Section 3: The Recording Secretary shall keep minutes of all meetings of the Chapter and send records of the proceedings to members of the Executive Board.

Section 4: The Corresponding Secretary shall be the custodian of all Chapter records unless a special officer shall be appointed for that purpose, shall maintain the Chapter roster, including all records and reports on membership enrollment, and shall conduct all correspondence of the Chapter, as required.

Section 5: The Treasurer shall receive all Chapter funds, keep them in one or more Federally insured depositories approved by the Executive Board, and payout funds only by direction of the President. The Treasurer shall make a written monthly report to the Executive Board of all disbursements, receipts and balances.

B– Article Seven- Executive Board (from SPJ DC Bylaws)

Section 1: The Executive Board of the Chapter shall consist of the officers of the Chapter, the immediate past president, and six directors chosen as provided in the Chapter Constitution and, when applicable under Section 3 of Article Five of the Constitution, the Region 2 Director and any elected national officer who is a Chapter member.

Section 2: The Executive Board of the Chapter shall be responsible for conducting the business of the Chapter.

C—Article Five- Directors (from the SPJ DC Constitution)
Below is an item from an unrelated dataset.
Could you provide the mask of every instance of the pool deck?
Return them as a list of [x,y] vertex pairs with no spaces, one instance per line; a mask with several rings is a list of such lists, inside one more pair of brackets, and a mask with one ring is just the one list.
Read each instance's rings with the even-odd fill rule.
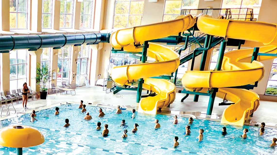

Section 1: There shall be elected from the membership of this Chapter six directors who shall meet at least nine times per year with the officers of the Chapter to formulate plans and procedures. These directors together with the officers of the chapter and the immediate past president shall constitute the Executive Board.

Section 2: Three directors shall be elected each year for a term commencing at the next annual installation of officers and expiring at the installation two years thereafter.

[While the Directors do not have specific duties allocated to them by the Bylaws and the Constitution of the chapter, they are expected to work fully with the board and to select an area or areas of interest on which they would like to focus their efforts, according to Region 2 Director Andy Schotz. They can choose from existing committees or propose a new committee or opt to work on annual events such as the Hall of Fame Dinner.  The chapter also encourages Directors to volunteer to serve as judges for National’s Pro Chapter and Student media competitions and for the DC Chapter’s annual DATELINE awards. They can decide what is the best form of service to the chapter, based on their own interest and time commitments.]

Section 3: If the Region 2 Director or an elected national officer is a member of this Chapter, that person shall be a voting member of the Executive Board.

D— Article Four- Officers (from SPJ DC Constitution)

Section 1: The officers of this Chapter shall be a president, a vice president, a recording secretary, a corresponding secretary and a treasurer.

Section 2: The officers shall be elected for one-year terms, which shall begin at the next annual installation of officers and shall end at the following installation.